Treatment Court Overview
As a veteran, a former prosecutor and a criminal defense attorney with over 30 years experience, Bryant King knows the difficulties that substance abuse, challenging military service with multiple deployments and mental health issues can cause in people’s lives. These matters, when they get out of hand, can lead to criminal charges and unnecessary criminal records.
Specialty courts — also known as problem-solving courts — are a relatively new concept in our court system. Their goal is to shift the focus of sentencing away from punishment to treatment and rehabilitation for individuals who are serious about getting their life back on track.
Treatment Courts are not for everyone. Treatment courts have more intense supervised probation and more requirements than normal probation. But the benefit to the participate is substantial because (a) Treatment Court is dedicated to addressing the underlying issue (alcohol abuse or drug abuse or mental health problem) that brought the participate into the legal system and (b) Treatment Court has more resources / programs designed to address these issues and (c) Treatment Court uses a team approach to assist the participate throughout the process. There are 4 such courts in the area: Drug Court, Mental Health Court, Veteran’s Court and DWI court.
These courts focus on the treatment and rehabilitation of qualified participants rather than on punishment. These programs are voluntary, therapeutic in approach, non-adversarial and community-based. The services provided include substance abuse treatment, mental health treatment, job training and housing assistance.
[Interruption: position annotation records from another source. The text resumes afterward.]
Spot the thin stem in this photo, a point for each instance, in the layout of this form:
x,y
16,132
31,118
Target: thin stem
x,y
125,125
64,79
Participants must be willing to comply with monitoring and treatment recommendations. They attend court frequently where judges can review their progress. The participants receive rewards for success and are held accountable for not fulfilling their obligations to the court, themselves, their families and society.
Bryant King is an advocate for the benefits of these courts in the right circumstances. But they are not one-size-fits-all. As your lawyer he is first and foremost, a strong and passionate advocate for you and your rights. During consultation, Mr. King will discuss with you the pros and cons of choosing to participate in such a program and help you make the best decision for you and your circumstances.
Participants with substance abuse disorders receive a minimum of 12 months intense treatment, sometimes including 21 to 30 days of inpatient treatment and other services to achieve and maintain recovery.
This program is a hybrid of the Drug Court and Mental Health Court and serves veterans with identified treatment needs. The program is a minimum of 12 months and works with the Veterans Administration to provide services. Many veterans connect with the Kansas City Veterans Affairs Medical Center for the first time through the Veteran’s Treatment Court.
Friends of the Kansas City Problem-Solving Courts:
Friends of the Kansas City Problem-Solving Courts is a board of community leaders that support the municipal court in the operation of its drug court, mental health court, and veteran’s court treatment programs.
Call The King Law Firm today to find out more about whether your case is a good candidate for diversion into one of these specialty courts, or whether you should proceed in the traditional justice system.
Participants with a qualified mental health diagnose receive six to 12 months of mental health treatment. They must be realistically treatable within the mental health system and currently engaged in or willing to become engaged in outpatient mental health services.
Treatment Court FAQs:
Here are several common questions related to Treatment Court Diversion Options or contact the King Law Firm for a consultation today. (816) 216-7020
How do I get in or qualify for treatment court?
Each court has different evaluation criteria. The first step is for your attorney to meet with the prosecutor to review your case and the local court requirements and initiate the application process for you. A review of each court’s application process is part of the process of evaluating your case.
What are the requirements of treatment court?
Each court has different requirement relating to the type of criminal charge. A review of the requirements is part of the process of evaluating your case.
How much does it cost?
The cost will vary with the treatment required but generally there will be administrative fees and drug / alcohol testing fees and treatment fees. A review of the requirements is part of the process of evaluating your case.
If my case is in a county that doesn’t have a treatment court, can I get into a treatment court in another county?
There are many factors involved, but yes there is an opportunity to get the case moved to a treatment court.